As a small business owner, Henry recognizes the distinctive charm that local businesses bring to cities, attracting people to visit and make a home here.
“We’ve gotten written up in some really crazy magazines that say Fort Wayne is a top travel spot,” she says. “Reporters are always looking for something interesting to write about and we have to keep supporting those things so they’re here.”
By her estimation, supporting small businesses is a vital part of maintaining the Fort Wayne people know and value today.
“I moved here in 2008, right when the financial crisis started and Fort Wayne has come so far,” she says. “You have to keep supporting local businesses or else they’re gonna dry up and we’ve seen some of them do that. If people could just remember to come Downtown and spend your money locally, it really helps the town as a whole.”

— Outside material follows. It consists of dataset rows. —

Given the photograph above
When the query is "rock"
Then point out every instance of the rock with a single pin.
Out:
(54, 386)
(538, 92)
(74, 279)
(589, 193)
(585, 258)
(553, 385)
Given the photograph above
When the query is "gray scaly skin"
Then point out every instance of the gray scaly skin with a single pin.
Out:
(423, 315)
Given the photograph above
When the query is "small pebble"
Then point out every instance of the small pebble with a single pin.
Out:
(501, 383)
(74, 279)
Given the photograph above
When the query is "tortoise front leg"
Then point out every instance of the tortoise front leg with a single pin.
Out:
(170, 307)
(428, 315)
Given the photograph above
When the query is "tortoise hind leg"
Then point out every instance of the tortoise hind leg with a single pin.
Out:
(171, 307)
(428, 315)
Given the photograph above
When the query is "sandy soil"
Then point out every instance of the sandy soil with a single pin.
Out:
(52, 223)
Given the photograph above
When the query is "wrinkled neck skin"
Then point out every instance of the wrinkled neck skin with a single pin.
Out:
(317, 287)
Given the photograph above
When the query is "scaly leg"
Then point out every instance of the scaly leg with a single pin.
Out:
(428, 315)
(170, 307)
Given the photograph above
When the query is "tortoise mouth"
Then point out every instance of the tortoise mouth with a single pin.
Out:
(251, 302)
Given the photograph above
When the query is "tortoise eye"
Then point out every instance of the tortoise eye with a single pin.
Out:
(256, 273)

Supporting artisans near and far
Founded by Lorelei VerLee in 2011, Creative Women of the World is on a mission to combine business training, art and entrepreneurship to empower women to lift themselves out of poverty. They do that by selling goods made by vendors from around the world and giving artisans a market to reach consumers.
The store features products from more than 50 countries worldwide. Approximately 10 percent of the merchandise at Creative Women of the World is crafted by local women. The store also highlights a quarterly rotating display for local artists.

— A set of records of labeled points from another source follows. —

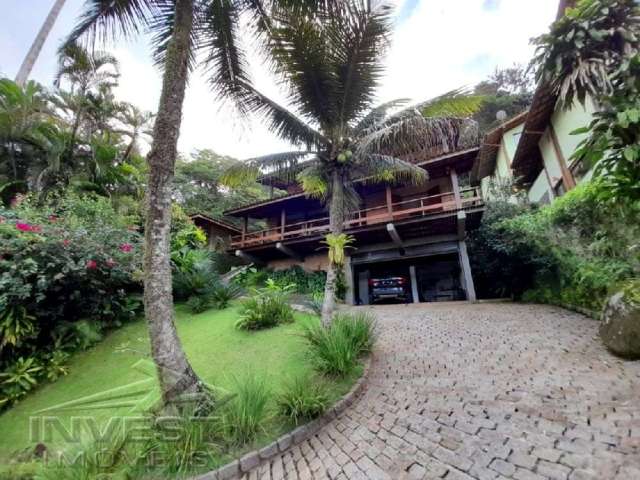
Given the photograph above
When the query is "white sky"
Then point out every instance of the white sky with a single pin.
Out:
(438, 45)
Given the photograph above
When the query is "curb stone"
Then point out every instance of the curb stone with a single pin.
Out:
(283, 443)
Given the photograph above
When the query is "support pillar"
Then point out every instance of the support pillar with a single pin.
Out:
(466, 271)
(414, 284)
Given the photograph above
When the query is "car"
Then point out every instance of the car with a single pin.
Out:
(389, 288)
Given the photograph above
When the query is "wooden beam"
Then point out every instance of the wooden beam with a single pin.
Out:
(567, 177)
(395, 236)
(289, 252)
(462, 220)
(247, 257)
(456, 187)
(466, 271)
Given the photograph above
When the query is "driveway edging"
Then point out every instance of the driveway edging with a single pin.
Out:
(280, 445)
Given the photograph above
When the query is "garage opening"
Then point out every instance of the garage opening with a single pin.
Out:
(436, 278)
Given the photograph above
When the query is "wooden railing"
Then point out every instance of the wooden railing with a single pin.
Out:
(398, 211)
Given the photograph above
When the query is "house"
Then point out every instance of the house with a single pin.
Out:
(219, 233)
(414, 231)
(534, 149)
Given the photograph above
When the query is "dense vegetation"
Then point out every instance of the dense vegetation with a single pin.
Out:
(575, 251)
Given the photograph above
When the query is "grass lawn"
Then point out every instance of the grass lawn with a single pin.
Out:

“Most of the vendors we work with either support people who are living under extreme poverty, people who have been trafficked or have worked in the sex industry, and disaster relief as well,” explains Executive Director Becky Stockert.
Inside shoppers can find jewelry made from various materials, like broken pottery or recycled saris. Creative Women of the World also sells bags, baskets, tea, coffee, and stationery. Around the holidays they also sell a unique assortment of ornaments. Everything in the store is fair trade, meaning whoever made the items is being paid a fair wage for their work.

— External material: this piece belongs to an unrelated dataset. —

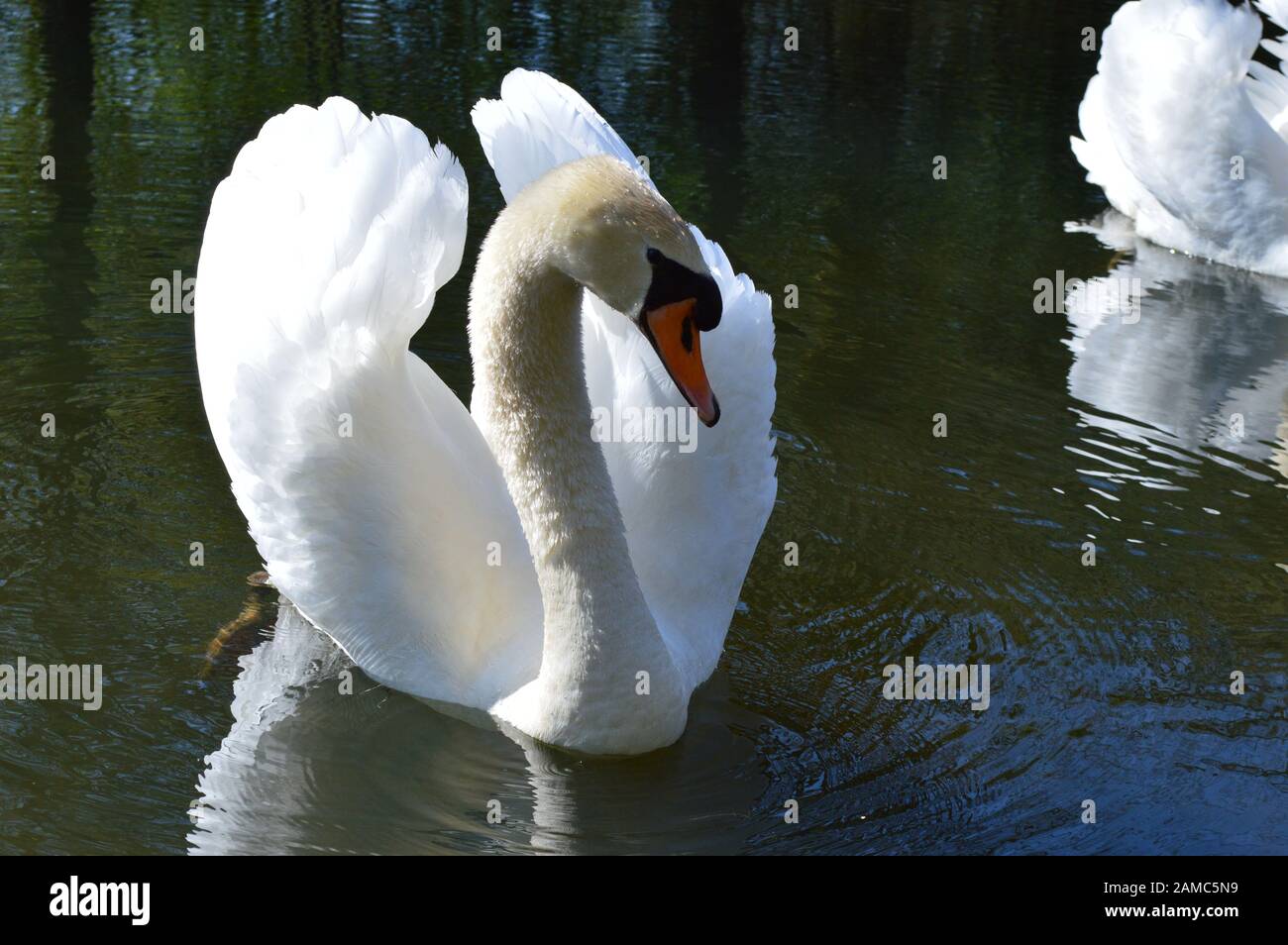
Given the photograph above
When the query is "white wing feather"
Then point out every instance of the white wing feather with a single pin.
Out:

As a nonprofit organization, Creative Women of the World uses their storefront to support artisans, locally and internationally. Proceeds from the store go toward creating and supporting programming like “Unlocking Your Design,” a financial literacy and business training program. To date, the program has been taught in 14 countries around the world and in Fort Wayne.
“Kind of like with our vendors, it’s helping people have more stable lives and helping them become more financially independent,” Stockert says. “We want women to be financially independent and have money to support themselves and their children. Around the world, the most people living in poverty are women and children and they are the most vulnerable.”
Creative Women of the World also hosts business training workshops and networking events in Fort Wayne, all supported by the consumers who shop at their store and purchase items from their international and local vendors.
“When you shop at Creative Women of the World, you are changing someone’s life, either locally or internationally. The organizations that we work with, and the vendors that we buy from are people who are in extremely difficult situations. Selling some of these products is a way to alleviate some of the suffering people are experiencing and to improve their lives. And the store supports our development. So by shopping in the store, you’re supporting our work of helping women become more financially stable.”